Synthetic Identity Theft
Synthetic identity theft is the fastest-growing category of identity fraud. The thief combines a real Social Security number (often a child's, an elderly person's, or a deceased person's) with a fake name, date of birth, and address to create an entirely new 'person' — one who can build credit, take out loans, and then vanish.
How synthetic identity fraud works
- 1.Acquire a real SSN. Often a child's (no credit history), an elderly nursing-home resident's, a recent immigrant's, or a deceased person's.
- 2.Pair it with invented data. A different name, a new date of birth, a fresh address. The SSN is real; everything else is fabricated.
- 3.Apply for credit. The first few applications get denied — but each application creates an inquiry and, eventually, a "thin file" at the bureaus.
- 4.Build the profile. With patience, the synthetic identity can get a secured card, then an unsecured card, then higher limits. Some fraudsters "bust out" after a year of on-time payments.
- 5. Bust out. Max all credit lines, take cash advances, disappear. The lender writes off the debt — sometimes to collections, sometimes as fraud loss.
Why it affects you
If your SSN is used in a synthetic identity, you may see:
- •"Mixed file" entries — tradelines or addresses that belong to the synthetic identity merged into your real file.
- •Unknown aliases or addresses in your personal-information section.
- •Collection accounts for debts you didn't incur — because the collector traces the SSN back to you.
- •IRS income mismatches — if the synthetic identity was used for employment.
How to detect it
- •Pull all three credit reports and review the personal-information section carefully. Unknown names, aliases, or addresses are red flags.

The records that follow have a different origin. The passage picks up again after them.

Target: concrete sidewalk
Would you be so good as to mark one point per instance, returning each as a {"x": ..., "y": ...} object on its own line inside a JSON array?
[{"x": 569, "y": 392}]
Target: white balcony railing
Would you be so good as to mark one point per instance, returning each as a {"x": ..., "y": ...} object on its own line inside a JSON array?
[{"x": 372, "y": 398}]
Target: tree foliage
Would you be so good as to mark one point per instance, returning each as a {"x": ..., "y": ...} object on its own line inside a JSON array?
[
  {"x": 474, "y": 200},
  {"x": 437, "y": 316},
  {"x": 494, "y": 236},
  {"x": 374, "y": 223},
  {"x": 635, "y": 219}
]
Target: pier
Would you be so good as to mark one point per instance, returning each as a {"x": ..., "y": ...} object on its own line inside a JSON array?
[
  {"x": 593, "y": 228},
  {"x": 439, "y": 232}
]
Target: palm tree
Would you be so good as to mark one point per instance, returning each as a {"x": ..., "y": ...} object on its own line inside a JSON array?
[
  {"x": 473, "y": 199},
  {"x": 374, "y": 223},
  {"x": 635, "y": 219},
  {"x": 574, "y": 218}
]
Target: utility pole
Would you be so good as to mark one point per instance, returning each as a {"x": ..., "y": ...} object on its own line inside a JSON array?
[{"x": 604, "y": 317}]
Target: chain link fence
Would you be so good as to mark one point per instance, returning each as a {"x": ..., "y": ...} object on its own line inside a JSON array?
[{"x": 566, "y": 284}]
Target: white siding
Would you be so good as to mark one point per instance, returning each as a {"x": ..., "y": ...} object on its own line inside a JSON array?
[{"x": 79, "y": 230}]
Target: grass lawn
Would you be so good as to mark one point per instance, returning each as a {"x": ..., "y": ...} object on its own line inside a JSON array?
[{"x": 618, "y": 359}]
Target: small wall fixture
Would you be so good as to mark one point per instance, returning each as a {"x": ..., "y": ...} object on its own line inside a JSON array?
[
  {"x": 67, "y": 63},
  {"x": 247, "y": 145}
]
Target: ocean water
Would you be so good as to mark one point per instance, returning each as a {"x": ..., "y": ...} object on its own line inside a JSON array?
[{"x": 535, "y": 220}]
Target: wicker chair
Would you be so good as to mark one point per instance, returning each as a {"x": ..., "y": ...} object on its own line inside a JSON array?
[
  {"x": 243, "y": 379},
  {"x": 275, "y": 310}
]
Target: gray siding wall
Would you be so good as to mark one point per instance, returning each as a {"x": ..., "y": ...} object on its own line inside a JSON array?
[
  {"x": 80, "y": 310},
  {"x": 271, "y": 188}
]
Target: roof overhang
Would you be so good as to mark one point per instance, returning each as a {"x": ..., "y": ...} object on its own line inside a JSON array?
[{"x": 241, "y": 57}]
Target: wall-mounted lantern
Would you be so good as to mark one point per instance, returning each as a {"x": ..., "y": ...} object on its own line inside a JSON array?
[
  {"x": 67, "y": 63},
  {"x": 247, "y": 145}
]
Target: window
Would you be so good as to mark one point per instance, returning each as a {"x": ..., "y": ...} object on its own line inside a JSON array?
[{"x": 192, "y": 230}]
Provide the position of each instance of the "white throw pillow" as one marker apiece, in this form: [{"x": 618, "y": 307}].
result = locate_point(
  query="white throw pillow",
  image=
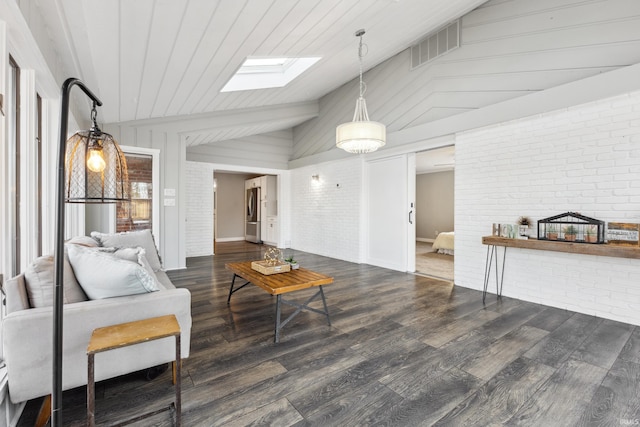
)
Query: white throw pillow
[
  {"x": 39, "y": 277},
  {"x": 137, "y": 255},
  {"x": 132, "y": 239},
  {"x": 103, "y": 275}
]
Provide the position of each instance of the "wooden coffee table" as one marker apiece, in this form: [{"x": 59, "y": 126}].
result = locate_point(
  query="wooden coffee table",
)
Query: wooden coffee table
[{"x": 282, "y": 283}]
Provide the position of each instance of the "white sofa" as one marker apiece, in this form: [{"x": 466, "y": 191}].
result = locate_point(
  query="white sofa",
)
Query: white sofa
[{"x": 28, "y": 335}]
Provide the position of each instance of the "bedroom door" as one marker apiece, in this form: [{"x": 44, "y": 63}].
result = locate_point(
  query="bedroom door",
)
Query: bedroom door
[{"x": 390, "y": 212}]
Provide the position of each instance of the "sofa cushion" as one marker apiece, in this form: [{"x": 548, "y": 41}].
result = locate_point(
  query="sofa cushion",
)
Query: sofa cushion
[
  {"x": 83, "y": 241},
  {"x": 137, "y": 255},
  {"x": 132, "y": 239},
  {"x": 103, "y": 275},
  {"x": 39, "y": 277}
]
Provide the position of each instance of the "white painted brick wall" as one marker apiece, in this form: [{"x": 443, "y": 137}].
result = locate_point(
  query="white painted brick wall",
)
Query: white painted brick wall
[
  {"x": 199, "y": 210},
  {"x": 325, "y": 215},
  {"x": 584, "y": 159}
]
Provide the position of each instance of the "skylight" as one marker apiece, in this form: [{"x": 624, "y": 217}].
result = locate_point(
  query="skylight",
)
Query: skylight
[{"x": 267, "y": 72}]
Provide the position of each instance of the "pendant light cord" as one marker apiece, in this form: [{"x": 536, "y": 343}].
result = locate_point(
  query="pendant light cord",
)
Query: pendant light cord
[{"x": 363, "y": 85}]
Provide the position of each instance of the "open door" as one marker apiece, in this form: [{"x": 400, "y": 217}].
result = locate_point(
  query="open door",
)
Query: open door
[{"x": 390, "y": 207}]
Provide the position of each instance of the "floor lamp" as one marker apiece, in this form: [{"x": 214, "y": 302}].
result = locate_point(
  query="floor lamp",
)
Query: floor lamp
[{"x": 91, "y": 169}]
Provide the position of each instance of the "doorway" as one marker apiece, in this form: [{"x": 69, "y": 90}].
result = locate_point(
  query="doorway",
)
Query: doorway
[
  {"x": 435, "y": 212},
  {"x": 390, "y": 226}
]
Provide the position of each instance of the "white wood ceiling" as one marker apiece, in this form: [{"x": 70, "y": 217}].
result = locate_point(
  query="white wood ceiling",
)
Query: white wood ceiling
[{"x": 166, "y": 58}]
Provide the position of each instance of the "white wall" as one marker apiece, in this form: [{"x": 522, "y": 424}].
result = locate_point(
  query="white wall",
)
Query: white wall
[
  {"x": 325, "y": 215},
  {"x": 584, "y": 159},
  {"x": 199, "y": 189}
]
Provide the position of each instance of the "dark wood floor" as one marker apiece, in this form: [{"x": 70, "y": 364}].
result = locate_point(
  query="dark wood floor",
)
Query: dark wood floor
[{"x": 402, "y": 350}]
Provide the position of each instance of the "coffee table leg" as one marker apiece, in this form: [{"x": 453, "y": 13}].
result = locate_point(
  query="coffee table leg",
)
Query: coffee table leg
[
  {"x": 231, "y": 288},
  {"x": 277, "y": 334},
  {"x": 326, "y": 309}
]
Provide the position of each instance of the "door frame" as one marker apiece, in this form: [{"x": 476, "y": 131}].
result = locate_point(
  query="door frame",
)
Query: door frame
[{"x": 408, "y": 261}]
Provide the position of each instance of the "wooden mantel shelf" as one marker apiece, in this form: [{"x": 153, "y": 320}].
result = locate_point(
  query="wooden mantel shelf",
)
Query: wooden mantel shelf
[{"x": 569, "y": 247}]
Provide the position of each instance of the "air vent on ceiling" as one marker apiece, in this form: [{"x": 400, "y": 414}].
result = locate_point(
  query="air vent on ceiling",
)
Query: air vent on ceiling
[{"x": 436, "y": 44}]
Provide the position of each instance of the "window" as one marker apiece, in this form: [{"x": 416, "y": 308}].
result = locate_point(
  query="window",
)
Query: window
[
  {"x": 14, "y": 165},
  {"x": 39, "y": 173},
  {"x": 138, "y": 213}
]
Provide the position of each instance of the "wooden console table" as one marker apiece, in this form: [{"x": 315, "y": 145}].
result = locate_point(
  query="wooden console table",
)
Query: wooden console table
[{"x": 493, "y": 242}]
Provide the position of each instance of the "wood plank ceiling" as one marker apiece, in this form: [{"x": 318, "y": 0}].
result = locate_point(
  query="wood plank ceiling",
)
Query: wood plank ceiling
[{"x": 155, "y": 59}]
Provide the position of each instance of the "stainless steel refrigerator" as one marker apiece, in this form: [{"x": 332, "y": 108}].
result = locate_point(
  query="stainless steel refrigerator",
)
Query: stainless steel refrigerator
[{"x": 252, "y": 225}]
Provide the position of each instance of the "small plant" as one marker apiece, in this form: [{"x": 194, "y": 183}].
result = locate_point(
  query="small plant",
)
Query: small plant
[
  {"x": 292, "y": 262},
  {"x": 591, "y": 234},
  {"x": 524, "y": 221},
  {"x": 570, "y": 232}
]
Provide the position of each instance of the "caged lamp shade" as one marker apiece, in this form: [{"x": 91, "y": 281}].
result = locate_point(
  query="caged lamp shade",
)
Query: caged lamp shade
[{"x": 96, "y": 169}]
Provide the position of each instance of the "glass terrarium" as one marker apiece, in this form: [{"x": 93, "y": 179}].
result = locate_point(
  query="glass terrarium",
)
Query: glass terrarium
[{"x": 571, "y": 227}]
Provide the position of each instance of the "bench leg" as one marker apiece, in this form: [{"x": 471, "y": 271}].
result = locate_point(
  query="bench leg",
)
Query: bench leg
[
  {"x": 91, "y": 398},
  {"x": 324, "y": 302},
  {"x": 178, "y": 383},
  {"x": 45, "y": 412},
  {"x": 278, "y": 312}
]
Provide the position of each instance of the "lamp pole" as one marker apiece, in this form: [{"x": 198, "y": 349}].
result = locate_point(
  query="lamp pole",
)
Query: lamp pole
[{"x": 58, "y": 300}]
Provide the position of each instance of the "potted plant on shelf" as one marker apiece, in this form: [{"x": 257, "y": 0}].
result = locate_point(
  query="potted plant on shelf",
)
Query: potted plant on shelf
[
  {"x": 591, "y": 234},
  {"x": 523, "y": 225},
  {"x": 570, "y": 233},
  {"x": 292, "y": 262}
]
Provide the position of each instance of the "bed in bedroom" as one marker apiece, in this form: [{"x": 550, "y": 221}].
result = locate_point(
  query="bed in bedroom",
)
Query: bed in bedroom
[{"x": 444, "y": 243}]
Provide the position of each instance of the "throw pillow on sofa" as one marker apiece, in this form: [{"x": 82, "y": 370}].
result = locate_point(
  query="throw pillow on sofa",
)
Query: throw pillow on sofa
[
  {"x": 132, "y": 239},
  {"x": 40, "y": 279},
  {"x": 103, "y": 275},
  {"x": 137, "y": 255}
]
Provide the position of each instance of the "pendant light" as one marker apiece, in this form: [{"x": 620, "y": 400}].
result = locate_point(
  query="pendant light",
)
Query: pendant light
[{"x": 361, "y": 135}]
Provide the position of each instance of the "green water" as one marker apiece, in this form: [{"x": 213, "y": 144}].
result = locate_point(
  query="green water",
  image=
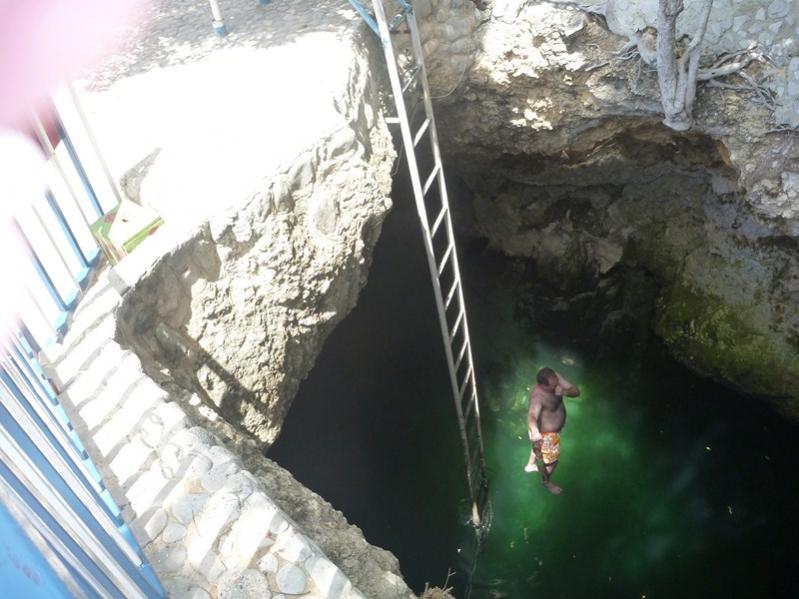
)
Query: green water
[{"x": 673, "y": 486}]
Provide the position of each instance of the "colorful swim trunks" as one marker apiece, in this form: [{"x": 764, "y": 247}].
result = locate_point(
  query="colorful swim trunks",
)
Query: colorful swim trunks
[{"x": 550, "y": 447}]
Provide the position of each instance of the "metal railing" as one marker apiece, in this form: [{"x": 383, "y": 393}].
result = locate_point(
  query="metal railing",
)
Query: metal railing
[
  {"x": 63, "y": 533},
  {"x": 411, "y": 92}
]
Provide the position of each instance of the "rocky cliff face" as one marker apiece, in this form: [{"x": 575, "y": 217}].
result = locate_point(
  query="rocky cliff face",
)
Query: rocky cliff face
[
  {"x": 238, "y": 311},
  {"x": 559, "y": 137}
]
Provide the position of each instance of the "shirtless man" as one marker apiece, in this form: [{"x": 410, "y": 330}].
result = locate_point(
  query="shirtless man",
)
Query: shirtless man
[{"x": 545, "y": 419}]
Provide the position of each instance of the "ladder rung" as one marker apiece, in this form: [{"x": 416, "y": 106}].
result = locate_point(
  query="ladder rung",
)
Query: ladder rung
[
  {"x": 451, "y": 293},
  {"x": 443, "y": 262},
  {"x": 411, "y": 78},
  {"x": 475, "y": 453},
  {"x": 469, "y": 407},
  {"x": 430, "y": 179},
  {"x": 465, "y": 383},
  {"x": 398, "y": 18},
  {"x": 438, "y": 221},
  {"x": 461, "y": 354},
  {"x": 421, "y": 132},
  {"x": 457, "y": 325}
]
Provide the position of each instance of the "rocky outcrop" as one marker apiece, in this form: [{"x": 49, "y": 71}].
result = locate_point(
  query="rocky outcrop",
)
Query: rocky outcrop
[
  {"x": 238, "y": 311},
  {"x": 559, "y": 137}
]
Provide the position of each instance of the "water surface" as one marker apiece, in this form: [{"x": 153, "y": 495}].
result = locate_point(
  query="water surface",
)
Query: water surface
[{"x": 673, "y": 486}]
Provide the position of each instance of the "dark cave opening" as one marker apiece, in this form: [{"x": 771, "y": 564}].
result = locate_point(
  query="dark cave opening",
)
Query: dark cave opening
[{"x": 674, "y": 484}]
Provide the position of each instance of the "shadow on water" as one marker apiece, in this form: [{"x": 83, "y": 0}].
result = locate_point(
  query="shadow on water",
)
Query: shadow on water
[{"x": 674, "y": 486}]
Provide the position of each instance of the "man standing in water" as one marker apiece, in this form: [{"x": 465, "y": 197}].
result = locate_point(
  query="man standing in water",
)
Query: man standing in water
[{"x": 545, "y": 419}]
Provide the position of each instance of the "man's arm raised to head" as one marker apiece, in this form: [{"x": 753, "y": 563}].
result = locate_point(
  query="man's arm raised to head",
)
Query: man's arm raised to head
[
  {"x": 568, "y": 389},
  {"x": 532, "y": 417}
]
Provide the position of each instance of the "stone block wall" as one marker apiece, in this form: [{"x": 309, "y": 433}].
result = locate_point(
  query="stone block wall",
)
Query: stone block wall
[{"x": 201, "y": 504}]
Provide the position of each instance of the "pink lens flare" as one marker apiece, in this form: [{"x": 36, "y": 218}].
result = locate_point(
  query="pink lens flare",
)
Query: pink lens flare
[{"x": 42, "y": 42}]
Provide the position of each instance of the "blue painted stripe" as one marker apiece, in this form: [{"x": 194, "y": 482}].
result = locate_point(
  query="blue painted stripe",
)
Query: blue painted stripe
[
  {"x": 65, "y": 304},
  {"x": 76, "y": 162},
  {"x": 60, "y": 485},
  {"x": 52, "y": 523},
  {"x": 67, "y": 230},
  {"x": 23, "y": 569},
  {"x": 51, "y": 438},
  {"x": 366, "y": 16}
]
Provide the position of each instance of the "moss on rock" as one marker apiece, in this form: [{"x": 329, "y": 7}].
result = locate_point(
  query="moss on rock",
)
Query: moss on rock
[{"x": 717, "y": 339}]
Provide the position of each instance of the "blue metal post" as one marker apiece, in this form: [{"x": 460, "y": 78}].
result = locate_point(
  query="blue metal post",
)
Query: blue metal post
[
  {"x": 73, "y": 155},
  {"x": 66, "y": 304},
  {"x": 73, "y": 241}
]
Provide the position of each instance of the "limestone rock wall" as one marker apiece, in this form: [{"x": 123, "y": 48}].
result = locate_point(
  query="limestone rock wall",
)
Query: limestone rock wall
[
  {"x": 214, "y": 517},
  {"x": 560, "y": 140},
  {"x": 237, "y": 312}
]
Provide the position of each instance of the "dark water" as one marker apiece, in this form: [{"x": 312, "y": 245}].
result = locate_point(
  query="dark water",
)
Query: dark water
[{"x": 674, "y": 486}]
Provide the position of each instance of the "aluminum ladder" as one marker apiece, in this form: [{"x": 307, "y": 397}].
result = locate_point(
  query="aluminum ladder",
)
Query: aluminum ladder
[{"x": 408, "y": 76}]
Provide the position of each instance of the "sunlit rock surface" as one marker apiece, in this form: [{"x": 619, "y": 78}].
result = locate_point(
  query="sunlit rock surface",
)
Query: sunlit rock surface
[
  {"x": 560, "y": 140},
  {"x": 267, "y": 154}
]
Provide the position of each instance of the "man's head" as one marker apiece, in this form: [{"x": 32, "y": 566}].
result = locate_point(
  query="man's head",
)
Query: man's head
[{"x": 547, "y": 379}]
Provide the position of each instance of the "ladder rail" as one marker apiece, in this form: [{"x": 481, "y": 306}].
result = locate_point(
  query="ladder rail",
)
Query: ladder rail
[
  {"x": 420, "y": 189},
  {"x": 433, "y": 132}
]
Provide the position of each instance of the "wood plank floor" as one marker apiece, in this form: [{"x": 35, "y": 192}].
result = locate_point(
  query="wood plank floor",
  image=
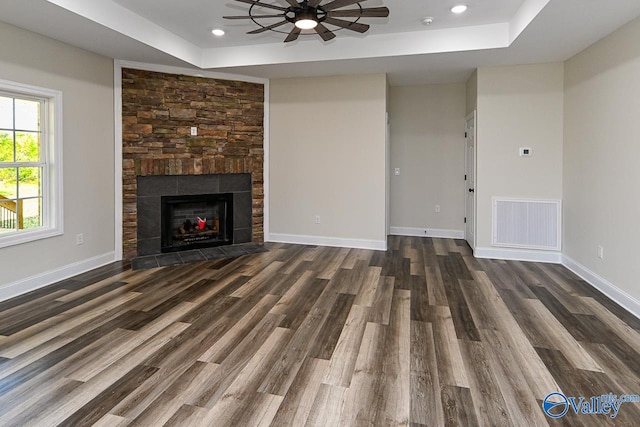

- •Review your Social Security Earnings Statement at ssa.gov/myaccount.
- •Check the specialty CRAs (ChexSystems, LexisNexis, NCTUE).
Remediation
Dispute any mixed-file entries exactly like identity-theft tradelines — certified mail to each bureau and each furnisher, with your FTC Identity Theft Report, your ID, and the credit-report page showing the entries that are not yours. Emphasize that the tradelines belong to a different personwho is using your SSN.
The bureaus struggle with synthetic identity
The credit bureaus' matching algorithms are partly to blame for synthetic identity fraud — they merge records based on partial matches, which lets the fraudster's file grow. When you dispute, the bureau may resist separating the records. Be persistent. Document every "verified" result. If the bureau refuses to fix a clear mixed-file error, that's exactly the kind of case an FCRA attorney wants to see.